Snåsningen
- Type: Weekly newspaper
- Format: Tabloid and online
- Owner: Trønder-Avisa
- Founder: Lothar Viem
- Language: Norwegian
- City: Snåsa
- Country: Norway
- Circulation: 1,603 (as of 2013)
- Website: snasningen.no

= Snåsningen =

Local print newspaper

Snåsningen is a weekly, local, online and print newspaper published in Snåsa Municipality, Norway. Published in tabloid format, the newspaper had a circulation of 1,603 in 2013. The newspaper is owned by Trønder-Avisa. It has one weekly issue, on Wednesday. The newspaper was founded in 1995.

==History==
The first newspaper in Snåsa was Snåsa-Posten, a volunteer newspaper launched in 1992. It was regarded as having low quality. Several people asked Trønder-Avisas local journalist, Albert Collett, if he would run the newspaper. He liked the idea of running a local newspaper, but believed there was not sufficient population in Snåsa to make it work financially. This spurred the idea for him to found Inderøyningen in Inderøy, but left Snåsa without a newspaper.

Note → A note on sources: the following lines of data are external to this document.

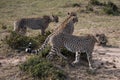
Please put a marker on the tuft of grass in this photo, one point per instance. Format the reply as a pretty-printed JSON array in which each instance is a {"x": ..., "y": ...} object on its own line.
[
  {"x": 42, "y": 69},
  {"x": 96, "y": 2},
  {"x": 111, "y": 9},
  {"x": 17, "y": 41}
]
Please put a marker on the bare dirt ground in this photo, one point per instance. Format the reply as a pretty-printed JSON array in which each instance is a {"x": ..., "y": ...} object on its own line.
[{"x": 106, "y": 59}]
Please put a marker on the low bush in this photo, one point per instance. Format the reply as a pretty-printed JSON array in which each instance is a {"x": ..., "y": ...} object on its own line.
[
  {"x": 42, "y": 69},
  {"x": 96, "y": 2},
  {"x": 17, "y": 41},
  {"x": 111, "y": 9}
]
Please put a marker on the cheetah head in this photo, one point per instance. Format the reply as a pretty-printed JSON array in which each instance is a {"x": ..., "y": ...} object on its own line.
[{"x": 102, "y": 39}]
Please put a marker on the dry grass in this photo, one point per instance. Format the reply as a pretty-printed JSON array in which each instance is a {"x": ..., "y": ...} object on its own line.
[{"x": 88, "y": 23}]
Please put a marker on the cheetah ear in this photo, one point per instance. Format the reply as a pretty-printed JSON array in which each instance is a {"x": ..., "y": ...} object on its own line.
[{"x": 97, "y": 35}]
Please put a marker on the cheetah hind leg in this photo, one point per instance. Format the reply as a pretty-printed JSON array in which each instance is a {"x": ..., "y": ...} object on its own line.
[{"x": 77, "y": 58}]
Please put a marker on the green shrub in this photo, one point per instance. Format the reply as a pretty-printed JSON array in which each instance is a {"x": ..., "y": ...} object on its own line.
[
  {"x": 111, "y": 9},
  {"x": 95, "y": 2},
  {"x": 17, "y": 41},
  {"x": 41, "y": 68}
]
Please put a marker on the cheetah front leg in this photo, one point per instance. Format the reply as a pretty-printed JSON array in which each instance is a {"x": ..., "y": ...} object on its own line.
[
  {"x": 42, "y": 32},
  {"x": 89, "y": 61},
  {"x": 54, "y": 51},
  {"x": 77, "y": 58}
]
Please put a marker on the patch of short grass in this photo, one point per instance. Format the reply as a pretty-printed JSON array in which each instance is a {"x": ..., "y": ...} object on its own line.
[
  {"x": 17, "y": 41},
  {"x": 42, "y": 69},
  {"x": 111, "y": 9}
]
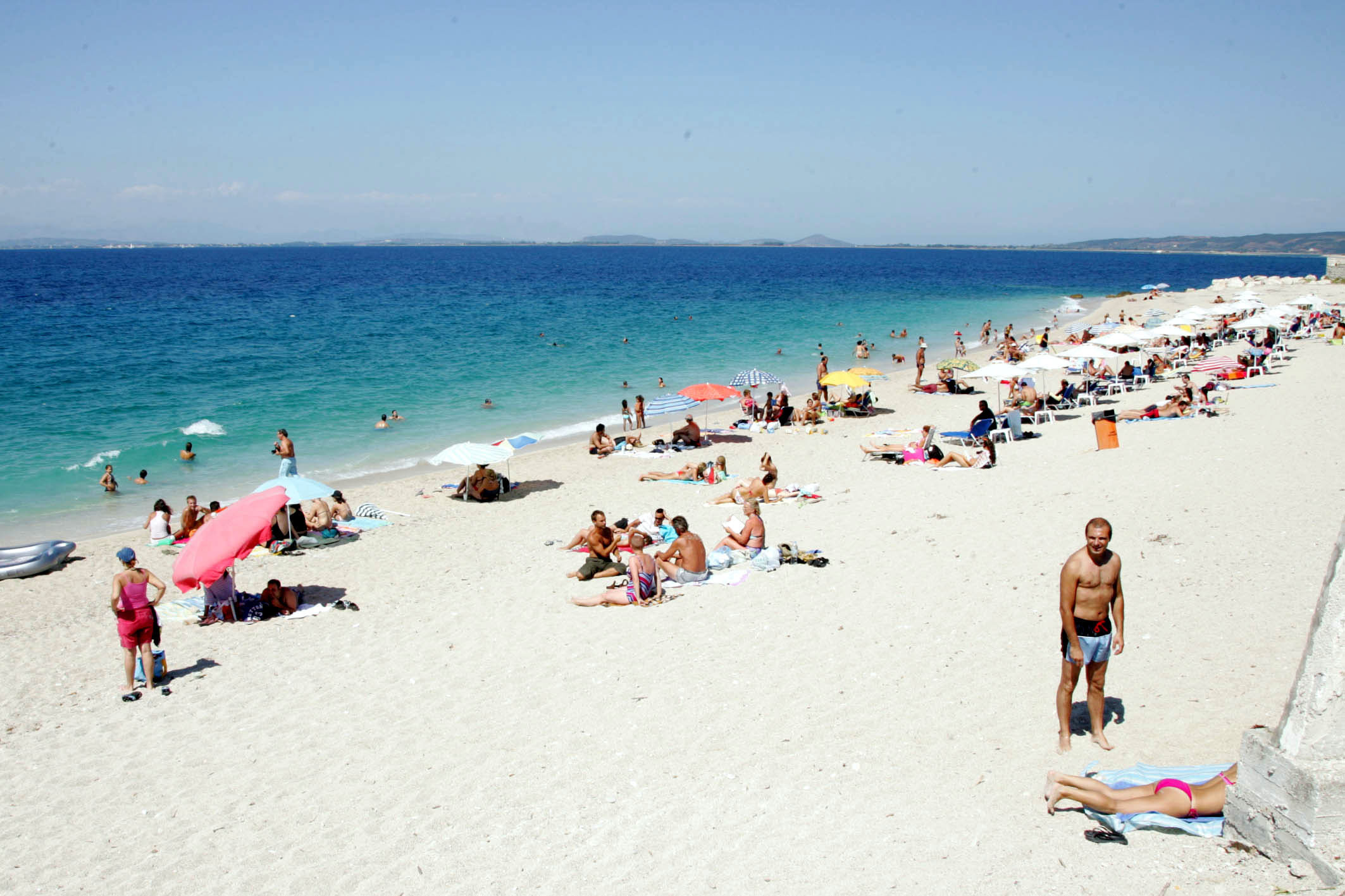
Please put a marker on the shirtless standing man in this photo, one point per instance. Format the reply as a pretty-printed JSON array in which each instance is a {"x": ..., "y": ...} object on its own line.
[
  {"x": 285, "y": 450},
  {"x": 1090, "y": 592},
  {"x": 685, "y": 559}
]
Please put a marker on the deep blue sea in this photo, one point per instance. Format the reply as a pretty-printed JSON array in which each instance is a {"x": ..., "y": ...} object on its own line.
[{"x": 123, "y": 355}]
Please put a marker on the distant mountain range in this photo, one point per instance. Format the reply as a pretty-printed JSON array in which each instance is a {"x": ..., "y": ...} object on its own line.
[
  {"x": 1324, "y": 243},
  {"x": 815, "y": 241}
]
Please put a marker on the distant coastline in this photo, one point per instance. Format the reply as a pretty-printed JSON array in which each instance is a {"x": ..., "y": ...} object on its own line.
[{"x": 1304, "y": 245}]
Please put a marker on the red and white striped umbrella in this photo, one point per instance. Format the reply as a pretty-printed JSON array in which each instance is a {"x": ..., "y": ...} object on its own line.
[{"x": 1215, "y": 364}]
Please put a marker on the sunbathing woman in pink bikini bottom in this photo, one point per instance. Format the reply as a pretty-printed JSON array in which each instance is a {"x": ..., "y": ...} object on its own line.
[{"x": 1169, "y": 795}]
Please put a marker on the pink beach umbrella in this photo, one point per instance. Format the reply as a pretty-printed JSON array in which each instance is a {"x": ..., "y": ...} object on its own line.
[{"x": 228, "y": 537}]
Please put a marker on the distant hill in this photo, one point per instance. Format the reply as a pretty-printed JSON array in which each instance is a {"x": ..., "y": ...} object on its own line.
[
  {"x": 1324, "y": 243},
  {"x": 56, "y": 242},
  {"x": 818, "y": 241},
  {"x": 626, "y": 240}
]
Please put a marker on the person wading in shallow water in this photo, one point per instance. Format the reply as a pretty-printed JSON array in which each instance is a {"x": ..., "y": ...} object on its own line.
[{"x": 1090, "y": 601}]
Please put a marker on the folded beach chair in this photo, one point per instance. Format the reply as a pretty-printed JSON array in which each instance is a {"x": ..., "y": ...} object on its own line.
[{"x": 969, "y": 437}]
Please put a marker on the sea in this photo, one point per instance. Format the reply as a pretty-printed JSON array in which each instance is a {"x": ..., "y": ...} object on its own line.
[{"x": 121, "y": 357}]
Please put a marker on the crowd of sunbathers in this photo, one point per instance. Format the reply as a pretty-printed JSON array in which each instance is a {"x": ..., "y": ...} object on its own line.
[{"x": 682, "y": 560}]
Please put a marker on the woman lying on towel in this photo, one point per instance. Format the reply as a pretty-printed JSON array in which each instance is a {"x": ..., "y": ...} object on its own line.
[
  {"x": 689, "y": 473},
  {"x": 982, "y": 458},
  {"x": 1177, "y": 407},
  {"x": 1170, "y": 797},
  {"x": 760, "y": 489},
  {"x": 911, "y": 451},
  {"x": 340, "y": 508},
  {"x": 283, "y": 601}
]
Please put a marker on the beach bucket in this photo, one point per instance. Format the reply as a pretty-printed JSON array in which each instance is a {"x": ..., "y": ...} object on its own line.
[
  {"x": 161, "y": 666},
  {"x": 1105, "y": 427}
]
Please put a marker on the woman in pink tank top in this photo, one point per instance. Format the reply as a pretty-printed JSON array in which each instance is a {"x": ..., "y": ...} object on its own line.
[{"x": 135, "y": 617}]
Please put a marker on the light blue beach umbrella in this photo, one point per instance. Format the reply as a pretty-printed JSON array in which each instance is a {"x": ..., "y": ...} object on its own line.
[
  {"x": 670, "y": 403},
  {"x": 753, "y": 378},
  {"x": 297, "y": 488},
  {"x": 519, "y": 441}
]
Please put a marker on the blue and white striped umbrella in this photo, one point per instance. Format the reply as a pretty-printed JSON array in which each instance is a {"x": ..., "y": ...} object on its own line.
[
  {"x": 753, "y": 378},
  {"x": 669, "y": 405}
]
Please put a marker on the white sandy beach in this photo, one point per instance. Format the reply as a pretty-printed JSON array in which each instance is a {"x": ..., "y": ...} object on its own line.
[{"x": 880, "y": 725}]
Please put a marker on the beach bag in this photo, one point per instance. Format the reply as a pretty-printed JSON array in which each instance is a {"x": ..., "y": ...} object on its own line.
[
  {"x": 161, "y": 666},
  {"x": 767, "y": 560},
  {"x": 719, "y": 559}
]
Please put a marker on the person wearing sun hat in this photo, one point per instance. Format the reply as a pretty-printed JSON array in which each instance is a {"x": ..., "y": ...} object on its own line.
[{"x": 135, "y": 617}]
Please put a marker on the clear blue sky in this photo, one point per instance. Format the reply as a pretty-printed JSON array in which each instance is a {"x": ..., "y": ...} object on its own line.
[{"x": 868, "y": 121}]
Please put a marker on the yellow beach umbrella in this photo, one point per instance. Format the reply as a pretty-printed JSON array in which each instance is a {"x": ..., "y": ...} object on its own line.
[{"x": 845, "y": 378}]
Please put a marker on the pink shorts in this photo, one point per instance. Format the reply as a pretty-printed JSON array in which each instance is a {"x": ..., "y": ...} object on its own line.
[{"x": 136, "y": 628}]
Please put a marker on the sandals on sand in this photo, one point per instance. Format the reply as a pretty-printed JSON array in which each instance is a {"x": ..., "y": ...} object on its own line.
[{"x": 1106, "y": 836}]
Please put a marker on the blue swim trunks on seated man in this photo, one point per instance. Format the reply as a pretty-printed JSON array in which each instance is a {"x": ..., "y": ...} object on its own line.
[{"x": 1094, "y": 640}]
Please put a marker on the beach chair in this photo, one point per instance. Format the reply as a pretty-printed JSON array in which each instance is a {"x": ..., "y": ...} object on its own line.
[
  {"x": 969, "y": 437},
  {"x": 1010, "y": 426},
  {"x": 217, "y": 596}
]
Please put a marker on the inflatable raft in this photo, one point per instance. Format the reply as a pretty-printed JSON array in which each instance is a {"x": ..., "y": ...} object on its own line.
[{"x": 33, "y": 559}]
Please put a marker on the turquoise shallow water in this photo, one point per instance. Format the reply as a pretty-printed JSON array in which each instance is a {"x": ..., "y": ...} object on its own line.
[{"x": 121, "y": 357}]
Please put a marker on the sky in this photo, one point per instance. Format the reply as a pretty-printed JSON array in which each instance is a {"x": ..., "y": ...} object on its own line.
[{"x": 873, "y": 123}]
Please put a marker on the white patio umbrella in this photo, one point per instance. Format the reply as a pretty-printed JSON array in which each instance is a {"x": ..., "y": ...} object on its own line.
[
  {"x": 1259, "y": 321},
  {"x": 997, "y": 371},
  {"x": 1117, "y": 339},
  {"x": 1043, "y": 362},
  {"x": 473, "y": 453},
  {"x": 1090, "y": 350}
]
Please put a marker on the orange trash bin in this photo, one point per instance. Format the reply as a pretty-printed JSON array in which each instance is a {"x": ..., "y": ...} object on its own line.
[{"x": 1105, "y": 427}]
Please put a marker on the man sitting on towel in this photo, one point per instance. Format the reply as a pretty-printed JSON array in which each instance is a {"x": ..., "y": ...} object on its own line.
[
  {"x": 685, "y": 559},
  {"x": 600, "y": 443},
  {"x": 689, "y": 434},
  {"x": 984, "y": 414},
  {"x": 602, "y": 543}
]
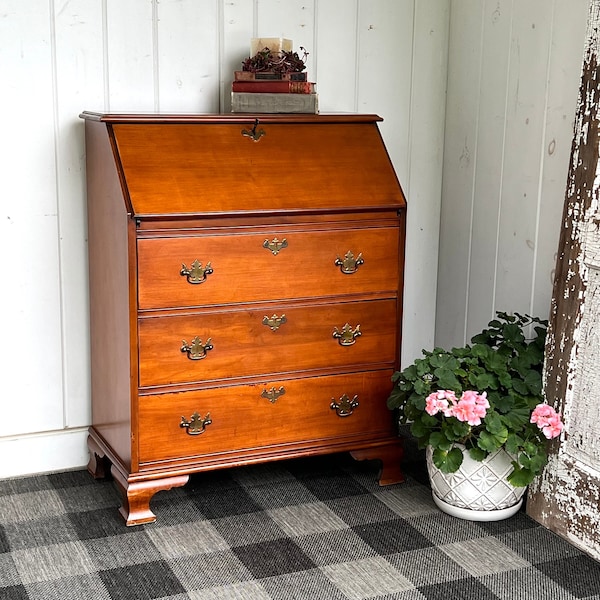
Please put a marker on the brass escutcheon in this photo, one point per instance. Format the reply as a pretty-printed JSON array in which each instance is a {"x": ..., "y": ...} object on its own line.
[
  {"x": 196, "y": 273},
  {"x": 275, "y": 246},
  {"x": 196, "y": 425},
  {"x": 254, "y": 134},
  {"x": 345, "y": 407},
  {"x": 196, "y": 350},
  {"x": 272, "y": 394},
  {"x": 274, "y": 322},
  {"x": 347, "y": 336},
  {"x": 349, "y": 264}
]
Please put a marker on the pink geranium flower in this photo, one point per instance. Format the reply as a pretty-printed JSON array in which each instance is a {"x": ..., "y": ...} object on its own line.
[
  {"x": 438, "y": 402},
  {"x": 548, "y": 420}
]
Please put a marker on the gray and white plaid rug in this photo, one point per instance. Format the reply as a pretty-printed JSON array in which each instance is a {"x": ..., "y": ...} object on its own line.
[{"x": 309, "y": 529}]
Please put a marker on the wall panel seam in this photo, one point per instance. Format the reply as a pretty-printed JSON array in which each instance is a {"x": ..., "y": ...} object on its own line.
[
  {"x": 542, "y": 161},
  {"x": 501, "y": 186},
  {"x": 56, "y": 134},
  {"x": 474, "y": 186}
]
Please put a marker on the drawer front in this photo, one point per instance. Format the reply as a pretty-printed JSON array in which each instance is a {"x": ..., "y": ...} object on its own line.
[
  {"x": 244, "y": 417},
  {"x": 294, "y": 265},
  {"x": 233, "y": 343}
]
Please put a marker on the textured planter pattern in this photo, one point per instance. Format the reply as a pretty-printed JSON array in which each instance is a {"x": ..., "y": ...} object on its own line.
[{"x": 478, "y": 486}]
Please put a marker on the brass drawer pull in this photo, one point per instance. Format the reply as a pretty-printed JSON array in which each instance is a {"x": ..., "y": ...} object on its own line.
[
  {"x": 196, "y": 350},
  {"x": 349, "y": 264},
  {"x": 254, "y": 134},
  {"x": 275, "y": 246},
  {"x": 347, "y": 336},
  {"x": 196, "y": 273},
  {"x": 196, "y": 425},
  {"x": 345, "y": 407},
  {"x": 274, "y": 322},
  {"x": 272, "y": 394}
]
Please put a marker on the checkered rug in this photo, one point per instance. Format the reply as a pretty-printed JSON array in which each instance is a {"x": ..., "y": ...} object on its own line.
[{"x": 310, "y": 529}]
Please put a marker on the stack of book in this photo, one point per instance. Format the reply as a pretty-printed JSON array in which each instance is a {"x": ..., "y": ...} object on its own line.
[{"x": 270, "y": 92}]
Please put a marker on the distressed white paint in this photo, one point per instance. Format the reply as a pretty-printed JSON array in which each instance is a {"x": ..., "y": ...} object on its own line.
[
  {"x": 59, "y": 57},
  {"x": 567, "y": 495},
  {"x": 513, "y": 76}
]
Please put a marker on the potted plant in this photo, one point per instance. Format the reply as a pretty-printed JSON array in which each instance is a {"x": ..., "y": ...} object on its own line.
[{"x": 479, "y": 407}]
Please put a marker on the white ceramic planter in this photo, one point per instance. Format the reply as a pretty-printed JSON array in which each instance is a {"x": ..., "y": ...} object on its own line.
[{"x": 478, "y": 491}]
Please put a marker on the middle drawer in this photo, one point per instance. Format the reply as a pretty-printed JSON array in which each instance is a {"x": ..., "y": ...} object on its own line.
[{"x": 222, "y": 344}]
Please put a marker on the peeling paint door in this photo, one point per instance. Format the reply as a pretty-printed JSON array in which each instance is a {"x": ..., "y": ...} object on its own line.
[{"x": 566, "y": 498}]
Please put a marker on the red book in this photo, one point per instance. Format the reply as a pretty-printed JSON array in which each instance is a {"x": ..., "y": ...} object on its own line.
[{"x": 274, "y": 87}]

Instead the opportunity was seized by Lothar Viem in 1995. He was born in Snåsa in 1943, and after several decades as a journalist had founded the local newspaper Steinkjer-Avisa in 1984. He started Snåsningen in September 1995, and was editor of both newspapers until 1999. Viem continued as a journalist in Snåsningen until 2010. The newspaper started providing material in Southern Sámi in July 2009. The Viem family sold Snåsningen to the regional newspaper Trønder-Avisa in 2010.